二つめのドラマは「修道院長(演:アガタ・クレシャ)が起こすサスペンス」。ソ連兵の暴行を受けた後、動揺する修道女たちを引き止めるため、修道院長は「信仰による秩序の確立」に必死に、かたくなとなる。その必死さが、妊娠した修道女と、彼女らが産み落とした赤ん坊に、暗い影を落とす。唐突に狂信的な面を顕にするのは否めないが、閉鎖的な教会秩序を体現したような振る舞いには、ぞっとさせられるものがある。
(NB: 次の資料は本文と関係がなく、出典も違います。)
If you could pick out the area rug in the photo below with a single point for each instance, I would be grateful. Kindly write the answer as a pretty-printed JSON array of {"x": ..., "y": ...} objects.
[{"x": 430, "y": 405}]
三つめのドラマは「シスター・マリア(演:アガタ・ブゼク)がもたらす福音」。修道院内でも際立って陽気な彼女はカルメンよろしく奔放な人生を生きてきた。「信仰とは99%は疑い、残りの1%に救いがある」の台詞通り、人生経験豊富な先達として、苦しむ他の修道女のそばに寄り添い、慈しむ。
厚い修道服の下に隠した女性を、母性を、胸元開けてあたたかく見せている。

一つめのドラマと三つめのドラマは、うまく共和しあって、縦糸を成している。それを二つめのドラマという横糸が、見事にこんがらさせている。
一言でいえば、無理に修道院長を悪人にする必要はなかったのだ。

かくて、本作が目指したのは、絶望に抗おうとする「ペスト」だったのか、カトリックの暗部を暴く「スポットライト 世紀のスクープ」だったのか、閉鎖的な教会にストレンジャーが新風を吹き込む「天使にラブ・ソングを」だったのか、釈然としないまま、映画は終わる。
しかし3つの糸をうまくより合わせることが出来た人にとっては、戦争の残酷さと人間の弱さに直面する修道女たちの姿を通じて、信仰と慈悲の力が人々を救う可能性を表現している、と伝わるかもしれない。